If you want to surprise a congregation, tell them to share their understanding of God with each other.
That is how Charles Kimball, an ordained Southern Baptist minister and director of religious studies at the University of Oklahoma, told The Christian Science Monitor he likes to highlight the differences in people's understanding of God, even within the same congregation.
Between adherents of Christianity, Judaism, and Islam, beliefs differ much more widely. But some have argued that different faiths may be closely related.
An Evangelical Christian professor has been been placed on leave because, in explaining why she wanted to show solidarity with Muslims by wearing an Islamic headscarf, she wrote that Muslims and Christians worship the same God. Her comments have sparked fierce theological debate.
“I stand in religious solidarity with Muslims because they, like me, a Christian, are people of the book," professor Larycia Hawkins wrote in a Facebook post. "And as Pope Francis stated last week, we worship the same God."
Her employer, Wheaton College, in Wheaton, Ill., where faculty commit to a Statement of Faith, disagreed.
"Her recently expressed views, including that Muslims and Christians worship the same God, appear to be in conflict with the College’s Statement of Faith,” administrators wrote in a statement, explaining that her administrative leave would continue while the school explored the matter.
Dr. Hawkins' post may have referred to statements by Pope Francis such as those he gave in an interview with Eugenio Scalfari from La Repubblica, in 2013.
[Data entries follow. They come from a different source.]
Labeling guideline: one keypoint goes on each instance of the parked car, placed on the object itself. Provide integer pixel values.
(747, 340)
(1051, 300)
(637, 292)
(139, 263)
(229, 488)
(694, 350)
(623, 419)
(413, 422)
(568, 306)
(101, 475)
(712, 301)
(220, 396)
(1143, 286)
“I believe in God, not in a Catholic God,” the pope told La Repubblica. “There is no Catholic God, there is God."
Such statements are not new to Catholicism. When Pope John Paul II addressed 80,000 Muslims in a soccer stadium in Casablanca in 1985, he said much the same thing, according to Vatican records.
"We believe in the same God, the one God, the living God, the God who created the world and brings his creatures to their perfection," he said.
Former President George W. Bush regularly expressed the same sentiment during his presidency to the irritation of Christian leaders such as Franklin Graham, Jerry Falwell, and Pat Robertson, who would otherwise agree with him, Rev. Kimball says.
“I believe the God that the Muslim prays to is the same God that I pray to,” then-President Bush told Al-Arabiya in 2007. “After all, we all came from Abraham.”
The idea goes back centuries. Sixteenth-century theologian Jacob Paleologus argued that as part of the same Semitic family tree, Christians, Jews, and Muslims all shared a basic idea of salvation and ought to share fellowship as well.
"There is in my view no ambiguity at all that Muslims, Christians, and Jews are talking about the same God," Kimball says. "What I have found is that this is more of a device that Christian religious leaders use to drive a wedge between Christians and Jews on the one side and Muslims on the other."
Such debate does not exist within Islam, Kimball says. Muslims have no doubt they worship the same God as Christians because according to Islamic self-understanding, Judaism, Christianity, and Islam were all given from God as the same original truth.
The Islamic word for God is Allah, Kimball says, and it is the Arabic word for God used by Arab Christians of all sects as well.